Better use expired header date or use fingerprint method to make fast the loading of website, please some one help me, this expired header date is a recomendation from google page insight, i wanna lauch my blog, but i wanna my blog better on load. Please some one, this is my Blog https://www.mugianto.web.id/
Sorry for my bad Grammar, and thanks alot for your attention.
Regards
Mugianto
is there a relation between expire headers and crawling by google?
with a special interest in rich snippet data on a magento mulitstore enviorment using full page caching?
Great post, It is true that importance of website speed is a factor in SEO and we need to optimize the code to lower the site opening time.
Thanks, gave good idea.
Great post! I agree with @rizz0 - it sounds like he's using a fingerprinting method just like we do.
Wow great post! So how does this benefit SEO exactly? Especially SEO of those with multiple product results pages, like eCommerce sites?

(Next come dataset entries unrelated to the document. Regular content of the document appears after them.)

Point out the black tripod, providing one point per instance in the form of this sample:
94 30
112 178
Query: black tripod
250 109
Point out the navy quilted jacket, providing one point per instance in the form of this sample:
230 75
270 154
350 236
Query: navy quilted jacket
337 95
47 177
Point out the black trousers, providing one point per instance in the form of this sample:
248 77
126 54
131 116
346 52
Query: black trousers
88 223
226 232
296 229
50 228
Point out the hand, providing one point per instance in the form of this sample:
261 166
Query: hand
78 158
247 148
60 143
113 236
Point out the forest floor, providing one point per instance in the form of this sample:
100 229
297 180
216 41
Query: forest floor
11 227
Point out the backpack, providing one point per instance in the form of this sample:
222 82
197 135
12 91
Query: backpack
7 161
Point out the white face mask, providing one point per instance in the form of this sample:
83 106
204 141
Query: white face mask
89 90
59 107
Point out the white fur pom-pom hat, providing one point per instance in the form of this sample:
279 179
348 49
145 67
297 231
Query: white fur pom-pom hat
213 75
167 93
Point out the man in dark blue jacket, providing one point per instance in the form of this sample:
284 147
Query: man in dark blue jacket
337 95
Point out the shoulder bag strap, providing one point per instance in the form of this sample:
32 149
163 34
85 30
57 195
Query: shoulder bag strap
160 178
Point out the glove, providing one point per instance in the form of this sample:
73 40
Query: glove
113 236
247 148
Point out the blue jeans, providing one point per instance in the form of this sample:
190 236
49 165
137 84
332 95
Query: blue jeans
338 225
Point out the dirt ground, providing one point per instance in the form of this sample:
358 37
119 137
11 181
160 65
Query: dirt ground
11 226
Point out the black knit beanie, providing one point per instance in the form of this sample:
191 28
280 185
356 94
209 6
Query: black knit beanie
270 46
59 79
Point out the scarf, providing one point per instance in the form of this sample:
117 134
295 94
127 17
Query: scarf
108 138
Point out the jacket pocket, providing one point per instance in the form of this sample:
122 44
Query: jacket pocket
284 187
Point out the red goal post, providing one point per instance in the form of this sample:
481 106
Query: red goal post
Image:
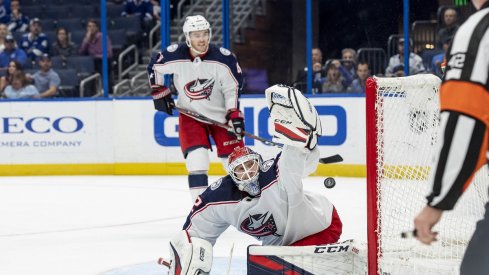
402 122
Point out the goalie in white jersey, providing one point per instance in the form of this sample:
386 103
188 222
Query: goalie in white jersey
208 80
264 199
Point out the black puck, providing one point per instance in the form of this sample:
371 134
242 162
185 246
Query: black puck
329 183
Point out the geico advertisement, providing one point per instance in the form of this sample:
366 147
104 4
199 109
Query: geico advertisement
342 119
54 132
131 131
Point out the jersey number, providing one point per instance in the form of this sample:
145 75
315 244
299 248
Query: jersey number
457 61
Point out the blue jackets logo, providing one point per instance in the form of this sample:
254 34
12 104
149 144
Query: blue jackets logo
166 127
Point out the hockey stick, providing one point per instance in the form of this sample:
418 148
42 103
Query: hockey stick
222 125
331 159
326 160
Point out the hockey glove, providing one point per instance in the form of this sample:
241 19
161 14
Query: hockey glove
235 119
162 99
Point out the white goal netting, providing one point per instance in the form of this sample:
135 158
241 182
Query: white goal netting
405 112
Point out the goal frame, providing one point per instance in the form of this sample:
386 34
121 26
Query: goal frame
371 160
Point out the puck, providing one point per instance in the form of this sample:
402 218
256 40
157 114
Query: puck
329 183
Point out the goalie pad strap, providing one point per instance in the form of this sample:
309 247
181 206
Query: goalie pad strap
189 255
290 134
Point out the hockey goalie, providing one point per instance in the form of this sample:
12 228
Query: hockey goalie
264 199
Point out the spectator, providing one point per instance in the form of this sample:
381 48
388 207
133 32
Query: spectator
438 59
3 33
35 43
11 52
46 80
334 79
16 21
301 80
359 84
141 8
156 10
92 45
63 46
3 13
415 61
318 77
20 88
13 67
449 27
347 65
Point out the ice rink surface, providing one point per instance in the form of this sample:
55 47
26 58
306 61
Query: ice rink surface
122 224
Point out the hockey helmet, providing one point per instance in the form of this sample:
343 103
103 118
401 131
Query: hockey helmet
244 168
195 23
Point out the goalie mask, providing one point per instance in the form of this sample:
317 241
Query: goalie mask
244 168
196 23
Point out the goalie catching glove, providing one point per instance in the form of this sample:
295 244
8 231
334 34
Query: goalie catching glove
295 119
190 255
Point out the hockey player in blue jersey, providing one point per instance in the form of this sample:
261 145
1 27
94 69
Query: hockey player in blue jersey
264 199
208 80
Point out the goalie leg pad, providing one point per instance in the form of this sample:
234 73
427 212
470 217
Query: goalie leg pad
295 119
190 255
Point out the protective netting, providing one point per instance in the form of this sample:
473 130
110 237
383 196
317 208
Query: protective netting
407 125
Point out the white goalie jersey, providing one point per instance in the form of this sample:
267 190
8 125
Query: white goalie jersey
282 214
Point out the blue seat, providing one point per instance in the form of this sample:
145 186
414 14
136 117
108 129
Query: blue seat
118 38
48 25
84 11
51 36
33 11
71 24
56 12
114 10
58 63
84 65
77 36
70 82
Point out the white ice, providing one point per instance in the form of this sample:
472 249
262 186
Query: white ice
122 224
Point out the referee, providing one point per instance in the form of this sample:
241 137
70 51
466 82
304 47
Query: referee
464 100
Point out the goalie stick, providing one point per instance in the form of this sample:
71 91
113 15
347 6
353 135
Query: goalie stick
222 125
326 160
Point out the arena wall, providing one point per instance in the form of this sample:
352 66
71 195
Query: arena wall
128 137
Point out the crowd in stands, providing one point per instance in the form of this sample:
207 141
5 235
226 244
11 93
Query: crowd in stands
45 44
349 73
41 40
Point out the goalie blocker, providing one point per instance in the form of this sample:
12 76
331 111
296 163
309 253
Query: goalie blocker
347 257
295 120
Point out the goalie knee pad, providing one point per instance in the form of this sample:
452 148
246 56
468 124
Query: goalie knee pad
197 160
190 255
295 119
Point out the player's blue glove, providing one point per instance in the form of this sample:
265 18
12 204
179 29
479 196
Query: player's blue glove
236 120
162 99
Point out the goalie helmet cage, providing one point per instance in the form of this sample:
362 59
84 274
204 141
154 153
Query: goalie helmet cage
402 130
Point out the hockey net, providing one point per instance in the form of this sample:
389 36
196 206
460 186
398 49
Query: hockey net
402 130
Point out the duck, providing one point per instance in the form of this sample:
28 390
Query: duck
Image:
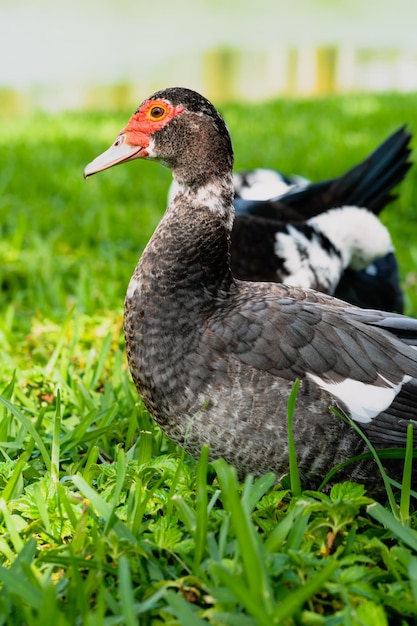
286 229
346 252
269 193
264 196
215 359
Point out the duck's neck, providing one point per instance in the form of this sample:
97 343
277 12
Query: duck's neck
190 249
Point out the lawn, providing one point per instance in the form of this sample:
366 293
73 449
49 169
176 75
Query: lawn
102 519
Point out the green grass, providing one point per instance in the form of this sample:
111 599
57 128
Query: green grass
102 519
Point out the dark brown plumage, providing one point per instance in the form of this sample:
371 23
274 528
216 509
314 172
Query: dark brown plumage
213 358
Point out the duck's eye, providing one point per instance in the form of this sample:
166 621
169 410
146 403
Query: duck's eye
157 113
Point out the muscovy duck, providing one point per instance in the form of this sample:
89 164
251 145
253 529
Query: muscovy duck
318 250
259 256
215 358
368 184
262 183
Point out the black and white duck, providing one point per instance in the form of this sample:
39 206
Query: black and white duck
215 358
286 229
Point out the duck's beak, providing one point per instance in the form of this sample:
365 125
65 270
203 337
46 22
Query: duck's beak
119 152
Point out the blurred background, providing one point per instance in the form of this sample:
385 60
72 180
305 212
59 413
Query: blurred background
71 54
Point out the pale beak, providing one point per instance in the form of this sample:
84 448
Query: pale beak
119 152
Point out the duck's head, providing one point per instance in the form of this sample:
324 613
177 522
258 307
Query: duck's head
177 127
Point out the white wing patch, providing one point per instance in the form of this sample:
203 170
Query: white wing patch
133 286
306 261
364 401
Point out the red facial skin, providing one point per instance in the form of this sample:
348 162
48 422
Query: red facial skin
152 116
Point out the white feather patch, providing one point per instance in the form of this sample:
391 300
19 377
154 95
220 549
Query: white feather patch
364 401
133 286
306 261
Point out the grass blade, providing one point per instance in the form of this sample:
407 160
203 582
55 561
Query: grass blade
294 473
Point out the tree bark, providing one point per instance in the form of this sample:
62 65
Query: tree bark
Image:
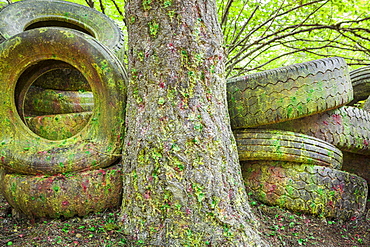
182 178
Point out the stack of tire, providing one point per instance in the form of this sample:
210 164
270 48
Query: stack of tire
63 95
291 125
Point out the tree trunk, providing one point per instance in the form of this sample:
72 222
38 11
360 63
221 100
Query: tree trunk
182 179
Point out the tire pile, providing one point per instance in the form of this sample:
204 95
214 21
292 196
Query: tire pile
63 94
291 125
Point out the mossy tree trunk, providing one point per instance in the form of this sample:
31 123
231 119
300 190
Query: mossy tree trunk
182 180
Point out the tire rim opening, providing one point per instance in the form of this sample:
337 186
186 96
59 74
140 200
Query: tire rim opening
54 99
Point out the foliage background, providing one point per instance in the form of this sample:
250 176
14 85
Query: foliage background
266 34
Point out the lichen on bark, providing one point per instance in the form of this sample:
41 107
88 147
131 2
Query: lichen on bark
182 182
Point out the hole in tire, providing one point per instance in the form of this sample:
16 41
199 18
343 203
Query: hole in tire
53 99
59 23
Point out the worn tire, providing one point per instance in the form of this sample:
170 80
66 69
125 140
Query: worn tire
357 164
100 142
59 126
288 93
305 188
64 195
347 127
256 144
360 79
41 101
26 15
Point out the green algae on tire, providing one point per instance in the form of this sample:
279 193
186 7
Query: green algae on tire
41 101
265 144
360 79
348 128
63 195
59 126
288 93
316 190
26 15
357 164
100 142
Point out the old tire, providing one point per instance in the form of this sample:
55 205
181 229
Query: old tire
26 15
256 144
357 164
96 145
360 79
309 189
41 101
63 195
347 127
288 93
59 126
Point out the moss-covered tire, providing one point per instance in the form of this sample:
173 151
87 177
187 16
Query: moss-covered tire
347 127
360 79
41 101
256 144
288 93
63 195
100 142
357 164
25 15
305 188
59 126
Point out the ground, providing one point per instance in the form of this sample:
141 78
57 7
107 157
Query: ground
279 227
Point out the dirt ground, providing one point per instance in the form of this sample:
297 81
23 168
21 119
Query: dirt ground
279 227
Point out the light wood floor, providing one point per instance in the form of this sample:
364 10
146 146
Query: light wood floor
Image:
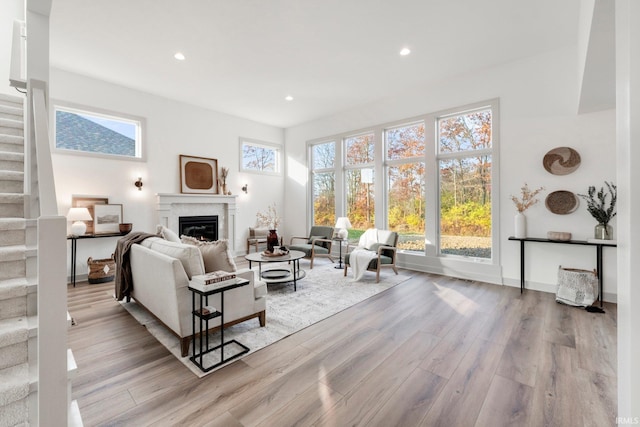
432 351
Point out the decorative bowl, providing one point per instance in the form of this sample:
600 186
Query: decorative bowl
125 227
558 235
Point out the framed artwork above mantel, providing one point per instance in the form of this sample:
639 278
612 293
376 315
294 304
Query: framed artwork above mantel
198 175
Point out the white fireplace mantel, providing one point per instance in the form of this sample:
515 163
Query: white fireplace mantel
171 207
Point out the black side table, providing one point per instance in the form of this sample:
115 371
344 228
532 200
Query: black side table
339 240
197 357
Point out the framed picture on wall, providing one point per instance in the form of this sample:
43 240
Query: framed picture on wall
198 175
107 218
88 202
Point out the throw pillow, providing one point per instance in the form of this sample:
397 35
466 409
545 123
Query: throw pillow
167 234
216 255
374 246
310 241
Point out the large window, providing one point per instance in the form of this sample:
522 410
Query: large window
464 162
258 156
429 178
406 202
359 181
323 158
90 131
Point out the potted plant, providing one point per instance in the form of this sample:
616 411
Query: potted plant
526 200
601 209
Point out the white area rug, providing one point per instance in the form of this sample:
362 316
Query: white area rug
323 292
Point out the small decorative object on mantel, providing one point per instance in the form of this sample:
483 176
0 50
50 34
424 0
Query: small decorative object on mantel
559 236
224 172
597 207
270 219
526 200
561 161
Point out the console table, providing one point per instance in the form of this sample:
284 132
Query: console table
74 244
599 245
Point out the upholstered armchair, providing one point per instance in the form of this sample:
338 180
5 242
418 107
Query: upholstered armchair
376 249
317 244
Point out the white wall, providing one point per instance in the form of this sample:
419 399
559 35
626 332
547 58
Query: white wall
537 104
9 10
173 128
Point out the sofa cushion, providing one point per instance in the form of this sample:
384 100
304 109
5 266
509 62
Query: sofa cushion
312 238
167 234
215 255
188 255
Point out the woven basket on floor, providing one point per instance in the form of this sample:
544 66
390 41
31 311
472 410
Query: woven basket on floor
577 287
101 270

Thanks Dmitry, using expires headers effectively can greatly increase your page loading speed because it can eliminate unnecessary browser requests. Page loading speed often gets overlooked, but after trying it out on a few sites myself I realized how powerful a tool expires headers really can be. I use Pingdom page speed checker, Yslow, and even Google Pagespeed and I was able to measure how much of a difference they make- and I was impressed! I didn't want to go into too much detail about the benefits of using expires headers for SEO on this post because I have found tons of great articles on that already- let me share a few with you:
From Google: https://developers.google.com/speed/docs/best-practices/caching
From fortheloveofseo.com: https://fortheloveofseo.com/2012/leverage-browser-caching-how-to-add-expires-headers/
Ask Apache: https://www.askapache.com/hacking/speed-site-caching-cache-control.html
hope that helps
Thank you!
Did you check this particular page with YSLOW. I think you should. I believe its very difficult to maintain such standards in the real world. And some times it does not matter at all if you have great contents and followers. Contents will bring the followers and the followers will bring in the fans. That is how it works.
Thanks
Arun
You make a good point Arun, the quality of information on this site definitely trumps its page speed scores that I see from both Pingdom and YSlow, but of course page speed is only one of the hundreds of factors that play into a website's performance in search. Plus- not all of the websites that we work on are as content-rich as SEOmoz. Sometimes getting enough quality content for clients (especially ones that are heavily regulated for legal reasons) is even more difficult in the real world. Every website is going to have different strengths and weaknesses.
Thanks for your input!
Hi CJ,
Thanks for writing a useful post about Expires headers, with a different angle that I've seen before! If implemented wrong, it can really mess up the experience for your website visitors - not only for ecommerce sites, but also for forums or other sites that shouldn't have caching for everything.
You mention that there are many tutorials out there about how to implement browser caching, but I was really battling with finding easy-to-understand info about it, and eventually ended up writing a tutorial about it that I hope can help anyone that wants to understand how to do it: https://fortheloveofseo.com/2012/leverage-browser-caching-how-to-add-expires-headers/
Cheers, Tess
Thanks tessneale, I actually just recommended that same link to Dmitry- it is a good one for sure
Is anyone aware of current ways / reasons to use or avoid expires headers after Penguin 2? As penguin considers how fast a site loads even more, are there imporved methods to accomplish this?